Mark Burk, a Research Analyst at Informa Telecoms, suggested that handsets for mobile TV will cost $150 more than existing 3G handsets. He said that 43% of the cost to consumers for mobile TV will be the handset for the 18-month period of the typical contract. He also said that consumers were willing to spend $10-15 per month for these services. I ask, what’s Mark been smoking?

Place shifting is the technical name for video podcasting, as users would choose what programs to watch and simply download them to their phones. This choice is a bandwidth constraint that will ultimately fail, unless it’s done through a USB cable or Bluetooth/WiFi to the home or work broadband connection.

One-to-one and one-to-many are cellular transmission of mobile content. This strategy could fail, since cellular sites can at most handle three or four simultaneous broadcasts, even with EVDO Rev. A and HSDPA deployments.
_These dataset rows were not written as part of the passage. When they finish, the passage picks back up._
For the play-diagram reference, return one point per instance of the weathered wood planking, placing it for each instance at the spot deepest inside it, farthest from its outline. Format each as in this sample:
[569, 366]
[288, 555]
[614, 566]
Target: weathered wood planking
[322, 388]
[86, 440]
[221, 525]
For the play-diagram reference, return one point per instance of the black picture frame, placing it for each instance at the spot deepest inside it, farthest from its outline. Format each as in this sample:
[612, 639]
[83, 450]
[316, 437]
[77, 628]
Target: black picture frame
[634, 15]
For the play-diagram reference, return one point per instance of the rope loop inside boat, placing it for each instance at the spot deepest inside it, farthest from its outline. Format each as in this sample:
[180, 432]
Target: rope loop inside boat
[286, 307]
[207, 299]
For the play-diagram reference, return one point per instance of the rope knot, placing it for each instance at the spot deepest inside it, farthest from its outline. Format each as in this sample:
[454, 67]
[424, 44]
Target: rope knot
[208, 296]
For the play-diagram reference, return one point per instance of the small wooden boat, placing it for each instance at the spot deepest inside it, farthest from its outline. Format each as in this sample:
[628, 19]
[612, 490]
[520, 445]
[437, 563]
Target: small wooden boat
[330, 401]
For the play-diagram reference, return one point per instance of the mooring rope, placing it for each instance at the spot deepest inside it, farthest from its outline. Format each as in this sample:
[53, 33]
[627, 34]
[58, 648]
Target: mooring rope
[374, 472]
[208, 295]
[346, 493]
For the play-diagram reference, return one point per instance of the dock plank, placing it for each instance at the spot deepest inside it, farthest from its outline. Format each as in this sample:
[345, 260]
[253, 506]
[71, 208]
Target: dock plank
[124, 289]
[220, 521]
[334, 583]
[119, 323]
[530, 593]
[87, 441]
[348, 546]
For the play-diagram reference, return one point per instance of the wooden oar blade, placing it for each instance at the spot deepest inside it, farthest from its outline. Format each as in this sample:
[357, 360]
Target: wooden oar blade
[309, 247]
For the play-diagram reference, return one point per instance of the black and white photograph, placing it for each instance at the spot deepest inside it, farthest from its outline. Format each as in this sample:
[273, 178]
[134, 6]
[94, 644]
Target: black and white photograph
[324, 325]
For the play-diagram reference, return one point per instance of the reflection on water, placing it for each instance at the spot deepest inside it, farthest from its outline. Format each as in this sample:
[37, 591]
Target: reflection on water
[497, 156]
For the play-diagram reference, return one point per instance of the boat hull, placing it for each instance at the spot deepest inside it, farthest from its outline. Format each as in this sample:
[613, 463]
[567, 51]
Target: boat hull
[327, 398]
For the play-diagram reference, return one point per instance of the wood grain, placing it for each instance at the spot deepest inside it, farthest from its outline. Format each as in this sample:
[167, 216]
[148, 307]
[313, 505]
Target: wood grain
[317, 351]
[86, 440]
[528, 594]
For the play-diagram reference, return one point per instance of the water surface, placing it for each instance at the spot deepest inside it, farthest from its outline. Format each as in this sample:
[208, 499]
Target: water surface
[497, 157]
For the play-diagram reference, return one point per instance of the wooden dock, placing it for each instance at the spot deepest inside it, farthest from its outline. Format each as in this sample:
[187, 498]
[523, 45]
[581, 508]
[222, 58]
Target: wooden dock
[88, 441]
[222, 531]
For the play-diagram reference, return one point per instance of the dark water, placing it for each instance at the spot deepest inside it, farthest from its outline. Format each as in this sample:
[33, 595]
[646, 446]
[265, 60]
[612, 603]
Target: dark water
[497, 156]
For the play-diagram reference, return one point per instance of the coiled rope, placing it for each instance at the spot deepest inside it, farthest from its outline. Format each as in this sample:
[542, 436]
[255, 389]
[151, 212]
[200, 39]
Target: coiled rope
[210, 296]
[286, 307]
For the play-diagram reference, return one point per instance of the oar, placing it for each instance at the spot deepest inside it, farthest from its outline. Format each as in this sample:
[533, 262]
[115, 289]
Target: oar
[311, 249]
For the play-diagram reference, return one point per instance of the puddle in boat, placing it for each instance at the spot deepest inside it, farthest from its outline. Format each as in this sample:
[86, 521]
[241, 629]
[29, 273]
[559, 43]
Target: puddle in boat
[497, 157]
Broadcast using radio frequency (RF) technology will turn mobile phones into television receivers, giving them two radios. This concept makes the most sense, as it doesn’t impact the cellular network in any way. The challenge here is broadcast quality and spectrum allocation, both of which will be tremendous issues. The program guide and other content will stream via the cellular network. I see snow on screens in the future—isn’t that a step backward?

The program guide can also combine the three broadcast methods, not necessarily even indicating which is in use. The biggest usability challenge stated by all of the speakers is the channel change time, which is longer than three seconds.

mobitv.jpg
Paul Scanlan, COO & Co-Founder of MobiTV spoke about the future of mobile TV.

2004: <1 FPS with MJPEG, then 5-7 FPS with MJPEG, GPRS & 1X-RTT
2005: 12-17 FPS, MPEG, GPRS/EDGE/EVDO
2006: 15-30 FPS, MPEG, UMTS/EVDO

I’m looking forward to 2007. MobiTV has a new, sexy program guide (EPG), which has up-sell area above the programming content, which they showed on the Sprint service. While watching content, they scroll up-sell opportunities for ring tones, voting (using premium SMS), and what appears to be sponsorship banner ads.

MobiTV monitors the broadcast traffic, down to each cell site. The Michael Jackson verdict was the most popular day in their history.

MobiTV believes in WiMAX as the future.

Cost Implications of Mobile TV & Video
David Carey, President and CTO of Portelligent gave a fascinating presentation about the cost implications of mobile TV and video on handsets. It seems to be about $60 for the Bill of Materials, though Mark Burk earlier said $150 to the end user. Portelligent creates "tear down" studies of handsets, where they "kill them gently," taking them apart and lovingly photographing every aspect of the design. The biggest costs didn't appear to be the chips, but the complicated double hinging mechanisms for the displays.